VIE ET MORT DE PODEMOS

 

 

VIE ET MORT DE PODEMOS

Mercredi 9 Septembre 2020

Vous trouverez ci-dessous les deux derniers paragraphes d'un très long message de Manuel Gari, membre d'Anticapitalistas et du conseil de rédaction de Viento Sur, relatif à Podemos. Le message est disponible en totalité en français à l'adresse ci-dessous.

Bernard Fischer

 

https://vientosur.info/fulgor-y-ocaso-de-podemos-razones-de-un-adios/

https://alencontre.org/europe/espagne/splendeur-et-crepuscule-de-podemos-les-raisons-dun-adieu.html

Le résultat de la confrontation entre les réformistes et les révolutionnaires, à l'intérieur de Podemos, n’était pas déterminé à l’avance mais, tout en comprenant les difficultés qu’il y avait de mener une politique anticapitaliste à l’intérieur et à partir de Podemos, il existait de réelles possibilités de le faire. Cela exigeait de sortir de la zone de confort dans laquelle sont installés tant de petits groupes et sectes de la gauche radicale qui limitent leur activité à l’auto-construction, à la dénonciation, à la mise en demeure des autres agents politiques et au propagandisme, sans avoir la volonté ni la capacité de concevoir des projets politiques pour l’action des masses et en relation avec elles. Anticapitalistas osa ce pari fort, eut de l’audace et déploya son potentiel programmatique et tactique.
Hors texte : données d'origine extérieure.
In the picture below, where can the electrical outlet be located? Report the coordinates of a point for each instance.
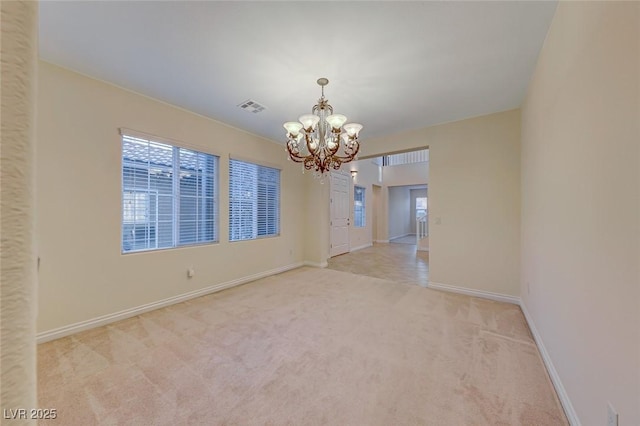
(612, 415)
La tâche était herculéenne, créer de rien un parti de masse dans une situation de crise sociale, mais avec peu de culture et de traditions de militantisme organisé. Ceci dans un contexte de crise du régime politique, compte tenu de la désaffection de la jeunesse et de l’ampleur du conflit catalan avec l'état central, mais avec les appareils d'état post-franquistes indemnes et sans fissures, avec une crise du bipartisme qui provoquait une situation d’ingouvernabilité, mais avec un Parti Socialiste Ouvrier Espagnol (PSOE) stabilisateur qui conservait la confiance, certes diminuée mais toujours majoritaire, du peuple de gauche. Dans ces conditions, la construction de l’alternative était une mission difficile. Les facteurs qui expliquent l’existence de l’espace qui s’ouvrait pour la construction de Podemos pouvaient en être en même temps le talon d’Achille, des années de destruction et de régression de la conscience du mouvement ouvrier par exemple et l’effondrement de la gauche politique réformiste et révolutionnaire, mais surtout le fait que la crise organique ne s’était pas encore produite. Tout cela a objectivement rendu difficile que le projet d’Anticapitalistas de faire de Podemos un levier pour l’émancipation remporte le succès attendu.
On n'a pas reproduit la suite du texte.